A further oil painting of a horse by Lloyd, which is in better condition, has been consigned to Halls’ fine pictures, silver and jewellery auction on March 18.

Lloyd (1818-1901) had a close association with Ellesmere and the large country estates of Shropshire and Welsh border and his work has been compared to another more famous English artist Sir Edwin Henry Landseer (1802-‘73).

Lloyd was a competent sporting painter from Ellesmere who specialised in animal portraiture, particularly horses, as well as sheep and cattle. He exhibited ‘Shropshire Down Sheep’ at the Royal Academy in 1861, whilst he lived at Willow Street, Ellesmere.

Many examples of his work hang on the walls of country estates in Shropshire and Wales, including some fine examples at Attingham Park.

The paintings consigned to Halls’ auctions were accompanied by a letter from Miss Muriel Faulk, dated January, 1993, whose family was friendly with Lloyd. Referring to one of the paintings in Wednesday’s auction, the letter states: “This horse was the favourite hunter of Mr Boodle of Bank Farm, Dudleston, Ellesmere and I can guarantee that the artist was Edward Lloyd of Ellesmere, who painted it in 1838.

“Edward Lloyd was trained as an artist by Mr Agnew of Manchester and subsequently excelled as an equine artist. The Marquis of Hastings, nicknamed “Champagne Charlie”, once wagered that he could produce a finer equine artist than Landseer.

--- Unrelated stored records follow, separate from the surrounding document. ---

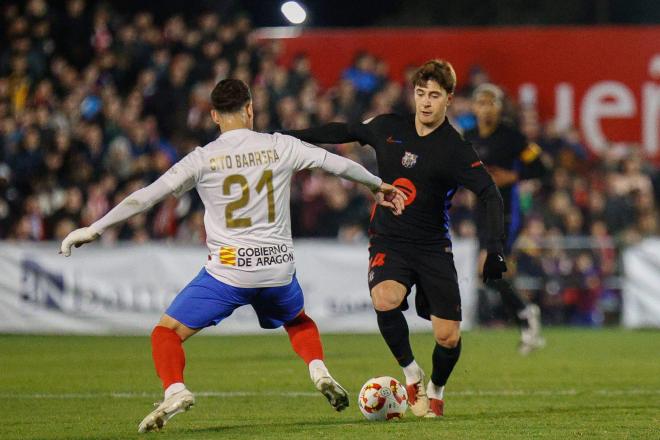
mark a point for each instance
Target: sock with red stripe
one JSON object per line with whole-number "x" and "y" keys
{"x": 168, "y": 355}
{"x": 305, "y": 338}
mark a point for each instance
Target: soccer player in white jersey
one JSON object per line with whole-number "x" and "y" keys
{"x": 244, "y": 179}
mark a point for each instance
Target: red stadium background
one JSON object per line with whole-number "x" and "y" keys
{"x": 604, "y": 80}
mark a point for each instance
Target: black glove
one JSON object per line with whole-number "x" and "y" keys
{"x": 494, "y": 267}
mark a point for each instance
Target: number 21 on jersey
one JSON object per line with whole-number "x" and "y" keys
{"x": 266, "y": 181}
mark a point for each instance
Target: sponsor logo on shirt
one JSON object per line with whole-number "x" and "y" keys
{"x": 409, "y": 160}
{"x": 255, "y": 256}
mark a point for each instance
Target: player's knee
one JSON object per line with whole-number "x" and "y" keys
{"x": 183, "y": 331}
{"x": 383, "y": 301}
{"x": 447, "y": 339}
{"x": 386, "y": 297}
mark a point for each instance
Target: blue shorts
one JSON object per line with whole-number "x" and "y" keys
{"x": 205, "y": 301}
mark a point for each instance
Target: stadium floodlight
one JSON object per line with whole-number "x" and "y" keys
{"x": 294, "y": 12}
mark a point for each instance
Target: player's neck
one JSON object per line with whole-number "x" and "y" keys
{"x": 235, "y": 121}
{"x": 238, "y": 125}
{"x": 425, "y": 129}
{"x": 485, "y": 129}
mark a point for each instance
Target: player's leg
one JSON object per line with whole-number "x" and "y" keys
{"x": 169, "y": 360}
{"x": 526, "y": 314}
{"x": 387, "y": 297}
{"x": 204, "y": 301}
{"x": 446, "y": 352}
{"x": 438, "y": 287}
{"x": 283, "y": 306}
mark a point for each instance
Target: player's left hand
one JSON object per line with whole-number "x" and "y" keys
{"x": 77, "y": 238}
{"x": 494, "y": 267}
{"x": 391, "y": 197}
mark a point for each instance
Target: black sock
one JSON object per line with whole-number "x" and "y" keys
{"x": 394, "y": 328}
{"x": 513, "y": 303}
{"x": 444, "y": 360}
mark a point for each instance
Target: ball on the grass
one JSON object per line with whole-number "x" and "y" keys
{"x": 383, "y": 398}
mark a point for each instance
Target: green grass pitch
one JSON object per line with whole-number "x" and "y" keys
{"x": 586, "y": 384}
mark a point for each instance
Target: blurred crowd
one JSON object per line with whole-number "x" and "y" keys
{"x": 95, "y": 104}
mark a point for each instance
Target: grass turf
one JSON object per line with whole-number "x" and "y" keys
{"x": 585, "y": 384}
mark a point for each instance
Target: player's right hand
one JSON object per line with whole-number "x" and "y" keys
{"x": 77, "y": 238}
{"x": 494, "y": 267}
{"x": 391, "y": 197}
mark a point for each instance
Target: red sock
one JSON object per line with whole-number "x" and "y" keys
{"x": 305, "y": 338}
{"x": 168, "y": 355}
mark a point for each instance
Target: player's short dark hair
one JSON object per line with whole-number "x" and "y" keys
{"x": 230, "y": 95}
{"x": 440, "y": 71}
{"x": 489, "y": 89}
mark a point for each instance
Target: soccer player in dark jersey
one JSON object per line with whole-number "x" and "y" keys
{"x": 427, "y": 158}
{"x": 509, "y": 158}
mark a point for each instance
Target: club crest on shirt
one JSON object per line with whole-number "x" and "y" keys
{"x": 409, "y": 160}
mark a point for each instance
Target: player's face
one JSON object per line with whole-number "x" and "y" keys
{"x": 431, "y": 102}
{"x": 487, "y": 109}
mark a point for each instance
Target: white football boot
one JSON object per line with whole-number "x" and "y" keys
{"x": 418, "y": 400}
{"x": 530, "y": 337}
{"x": 330, "y": 388}
{"x": 171, "y": 406}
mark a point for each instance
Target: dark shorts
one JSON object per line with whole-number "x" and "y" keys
{"x": 432, "y": 271}
{"x": 206, "y": 301}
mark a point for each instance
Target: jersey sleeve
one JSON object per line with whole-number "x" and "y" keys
{"x": 303, "y": 155}
{"x": 468, "y": 170}
{"x": 338, "y": 133}
{"x": 184, "y": 175}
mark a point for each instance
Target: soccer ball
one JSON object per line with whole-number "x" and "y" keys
{"x": 383, "y": 398}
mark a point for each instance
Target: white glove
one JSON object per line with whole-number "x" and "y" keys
{"x": 77, "y": 238}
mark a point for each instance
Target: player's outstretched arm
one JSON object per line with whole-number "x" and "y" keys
{"x": 330, "y": 133}
{"x": 136, "y": 203}
{"x": 386, "y": 194}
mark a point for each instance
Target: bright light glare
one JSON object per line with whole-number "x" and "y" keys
{"x": 294, "y": 12}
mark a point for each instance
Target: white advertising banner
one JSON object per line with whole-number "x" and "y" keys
{"x": 125, "y": 289}
{"x": 641, "y": 285}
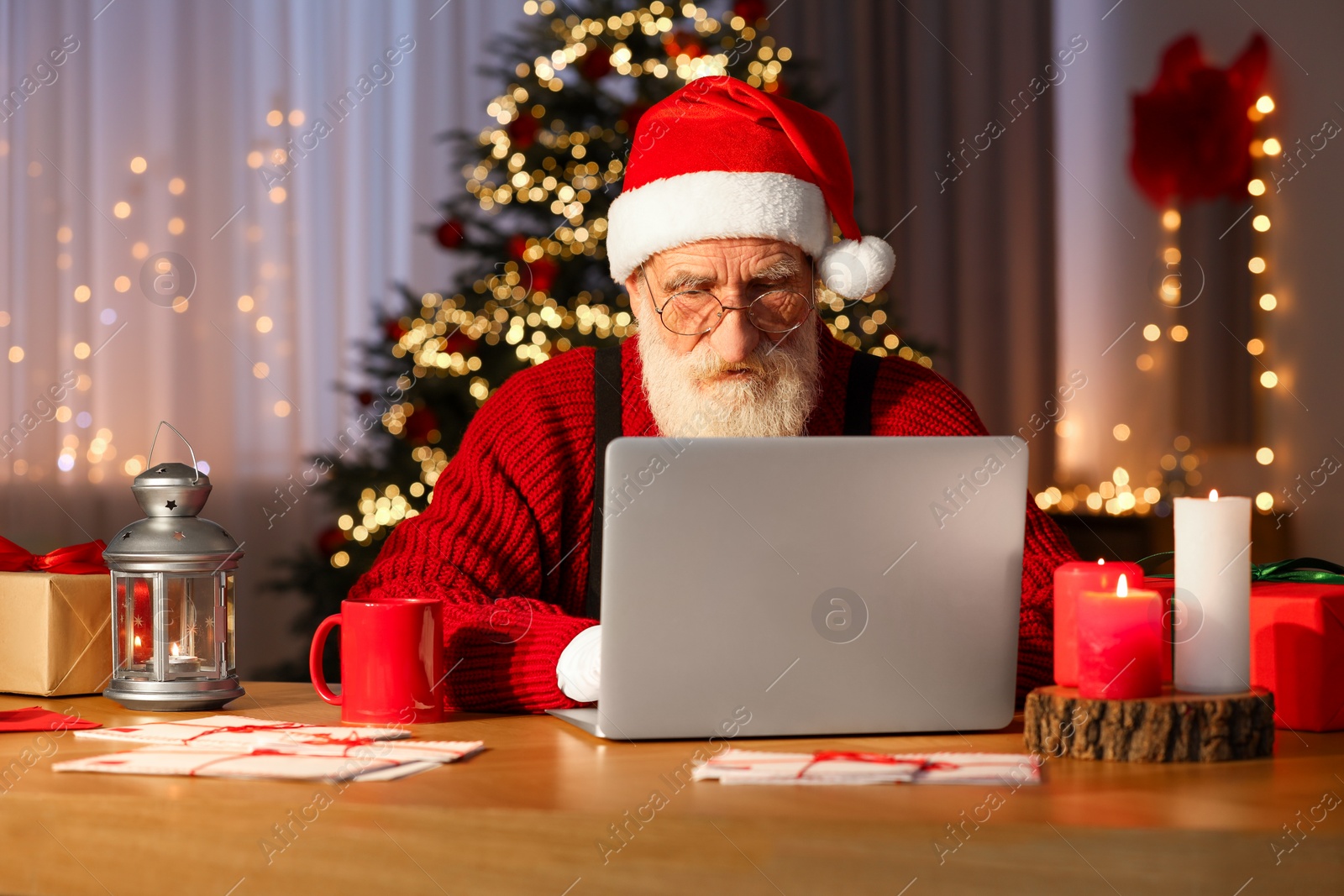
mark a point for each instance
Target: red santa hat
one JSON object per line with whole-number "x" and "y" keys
{"x": 721, "y": 159}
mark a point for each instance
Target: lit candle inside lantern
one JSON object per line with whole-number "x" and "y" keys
{"x": 1213, "y": 629}
{"x": 178, "y": 661}
{"x": 1072, "y": 580}
{"x": 1120, "y": 644}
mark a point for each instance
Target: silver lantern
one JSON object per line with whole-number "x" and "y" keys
{"x": 172, "y": 597}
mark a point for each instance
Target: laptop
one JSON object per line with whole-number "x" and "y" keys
{"x": 808, "y": 586}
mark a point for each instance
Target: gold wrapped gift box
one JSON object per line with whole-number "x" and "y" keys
{"x": 54, "y": 633}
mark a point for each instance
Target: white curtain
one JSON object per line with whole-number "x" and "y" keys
{"x": 125, "y": 132}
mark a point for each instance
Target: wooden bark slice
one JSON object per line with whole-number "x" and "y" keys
{"x": 1173, "y": 727}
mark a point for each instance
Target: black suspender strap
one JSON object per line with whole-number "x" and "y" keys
{"x": 858, "y": 396}
{"x": 606, "y": 426}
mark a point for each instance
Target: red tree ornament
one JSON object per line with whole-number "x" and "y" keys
{"x": 1191, "y": 130}
{"x": 331, "y": 540}
{"x": 750, "y": 9}
{"x": 543, "y": 273}
{"x": 522, "y": 130}
{"x": 683, "y": 42}
{"x": 632, "y": 114}
{"x": 459, "y": 342}
{"x": 450, "y": 233}
{"x": 597, "y": 63}
{"x": 420, "y": 426}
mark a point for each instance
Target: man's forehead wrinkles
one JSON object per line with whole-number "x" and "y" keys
{"x": 685, "y": 273}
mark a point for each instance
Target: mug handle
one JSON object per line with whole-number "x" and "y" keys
{"x": 315, "y": 660}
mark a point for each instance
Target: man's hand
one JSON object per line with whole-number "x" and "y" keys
{"x": 580, "y": 667}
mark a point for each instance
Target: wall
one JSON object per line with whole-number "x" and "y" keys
{"x": 1109, "y": 234}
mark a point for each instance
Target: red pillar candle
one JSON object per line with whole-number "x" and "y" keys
{"x": 1120, "y": 644}
{"x": 1072, "y": 580}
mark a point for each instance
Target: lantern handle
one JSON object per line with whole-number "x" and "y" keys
{"x": 151, "y": 461}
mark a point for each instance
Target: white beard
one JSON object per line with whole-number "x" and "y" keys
{"x": 773, "y": 399}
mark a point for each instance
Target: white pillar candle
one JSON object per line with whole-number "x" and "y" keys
{"x": 1213, "y": 626}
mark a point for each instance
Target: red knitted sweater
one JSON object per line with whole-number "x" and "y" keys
{"x": 504, "y": 539}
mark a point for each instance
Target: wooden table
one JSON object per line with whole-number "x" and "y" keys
{"x": 535, "y": 815}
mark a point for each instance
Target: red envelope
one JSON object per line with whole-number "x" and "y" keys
{"x": 39, "y": 719}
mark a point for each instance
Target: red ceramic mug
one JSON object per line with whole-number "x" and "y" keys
{"x": 391, "y": 661}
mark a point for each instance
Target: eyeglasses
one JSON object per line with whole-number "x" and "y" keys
{"x": 696, "y": 312}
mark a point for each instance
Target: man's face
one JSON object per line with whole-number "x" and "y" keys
{"x": 734, "y": 380}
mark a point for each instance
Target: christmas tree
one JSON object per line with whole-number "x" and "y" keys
{"x": 531, "y": 224}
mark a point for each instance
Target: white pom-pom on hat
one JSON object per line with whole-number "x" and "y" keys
{"x": 857, "y": 268}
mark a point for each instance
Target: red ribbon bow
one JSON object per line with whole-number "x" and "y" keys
{"x": 74, "y": 559}
{"x": 848, "y": 755}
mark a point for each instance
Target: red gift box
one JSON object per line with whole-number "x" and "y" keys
{"x": 1297, "y": 649}
{"x": 1297, "y": 652}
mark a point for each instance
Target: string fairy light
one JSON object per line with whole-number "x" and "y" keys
{"x": 1178, "y": 470}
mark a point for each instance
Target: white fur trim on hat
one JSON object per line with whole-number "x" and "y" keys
{"x": 712, "y": 204}
{"x": 857, "y": 268}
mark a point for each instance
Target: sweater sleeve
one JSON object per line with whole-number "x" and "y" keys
{"x": 941, "y": 409}
{"x": 494, "y": 548}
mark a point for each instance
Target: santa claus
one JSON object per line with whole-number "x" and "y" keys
{"x": 721, "y": 237}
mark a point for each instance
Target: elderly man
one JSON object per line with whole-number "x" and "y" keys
{"x": 721, "y": 235}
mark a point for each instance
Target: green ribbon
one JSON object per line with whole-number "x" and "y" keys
{"x": 1294, "y": 570}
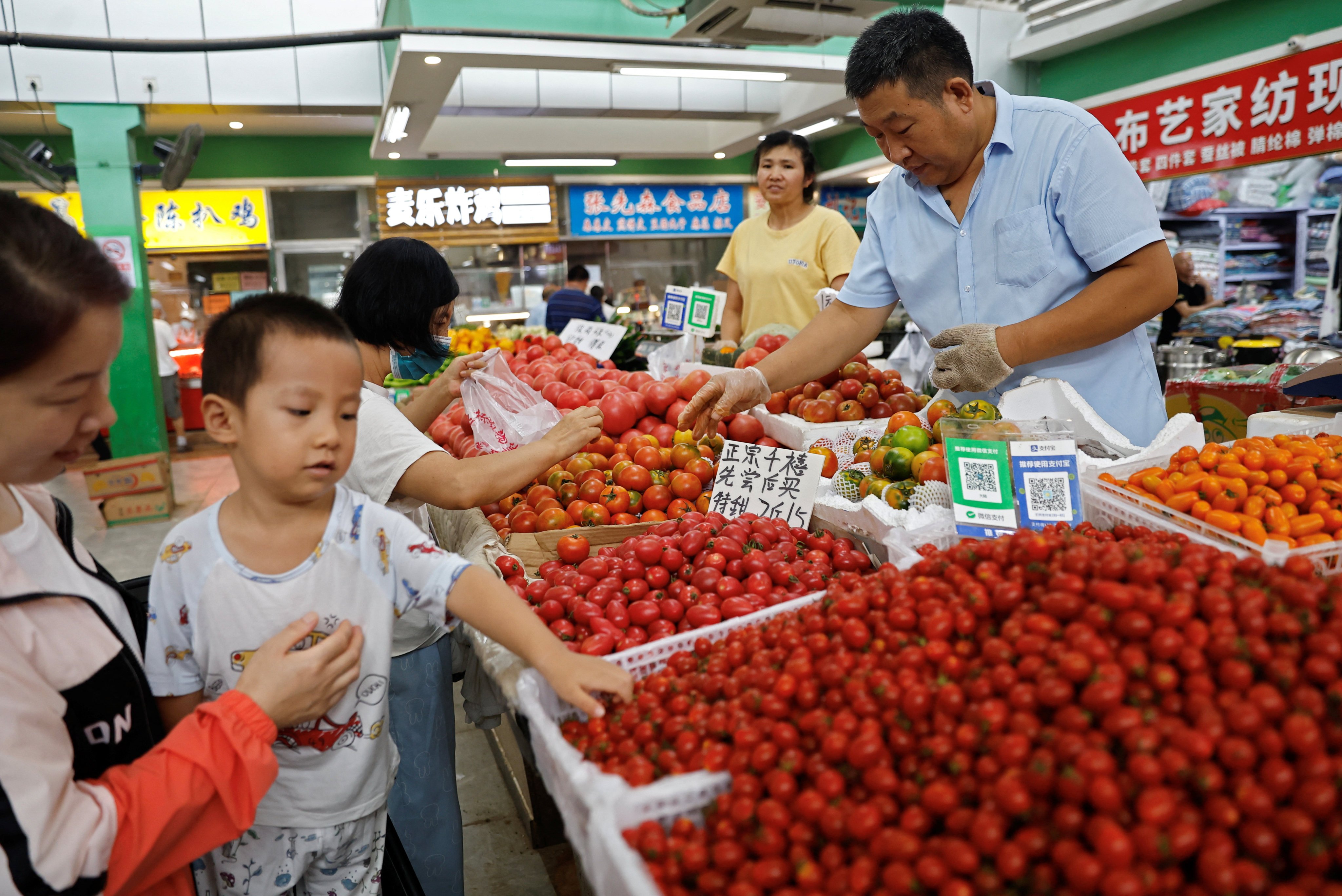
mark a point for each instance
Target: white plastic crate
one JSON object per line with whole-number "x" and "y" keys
{"x": 615, "y": 868}
{"x": 1106, "y": 506}
{"x": 580, "y": 787}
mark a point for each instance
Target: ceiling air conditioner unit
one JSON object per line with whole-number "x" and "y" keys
{"x": 778, "y": 22}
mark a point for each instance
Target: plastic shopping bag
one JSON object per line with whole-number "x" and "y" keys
{"x": 913, "y": 357}
{"x": 504, "y": 412}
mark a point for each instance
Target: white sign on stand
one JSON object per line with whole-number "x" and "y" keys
{"x": 769, "y": 482}
{"x": 123, "y": 257}
{"x": 598, "y": 340}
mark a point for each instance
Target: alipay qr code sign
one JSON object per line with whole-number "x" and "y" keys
{"x": 1046, "y": 482}
{"x": 598, "y": 340}
{"x": 768, "y": 482}
{"x": 980, "y": 487}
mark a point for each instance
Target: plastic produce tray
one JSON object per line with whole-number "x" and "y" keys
{"x": 615, "y": 868}
{"x": 1106, "y": 505}
{"x": 579, "y": 787}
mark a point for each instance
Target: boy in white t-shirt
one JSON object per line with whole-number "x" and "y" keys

“Edward Lloyd and Landseer both painted a portrait of the same horse, their signatures were masked and a panel of experts unanimously agreed that Edward Lloyd’s painting was immeasurably superior.

“The artist died before I was born in 1901, his family and my own shared a unique friendship.
We lived at Green Banks, Northwood, near Ellesmere. My father bought this painting of the hunter at the sale of Miss Boodle’s effects which took place on the Thursday following the wreck of the Titanic.”

Other paintings sold in this week’s interiors auction included an oil signed ‘Ross and dated 1999 of a beach scene with figures that sold for £440 and artist’s proof after Beryl Cook (1926-2008) titled ‘Meadow Suite’, which made £230.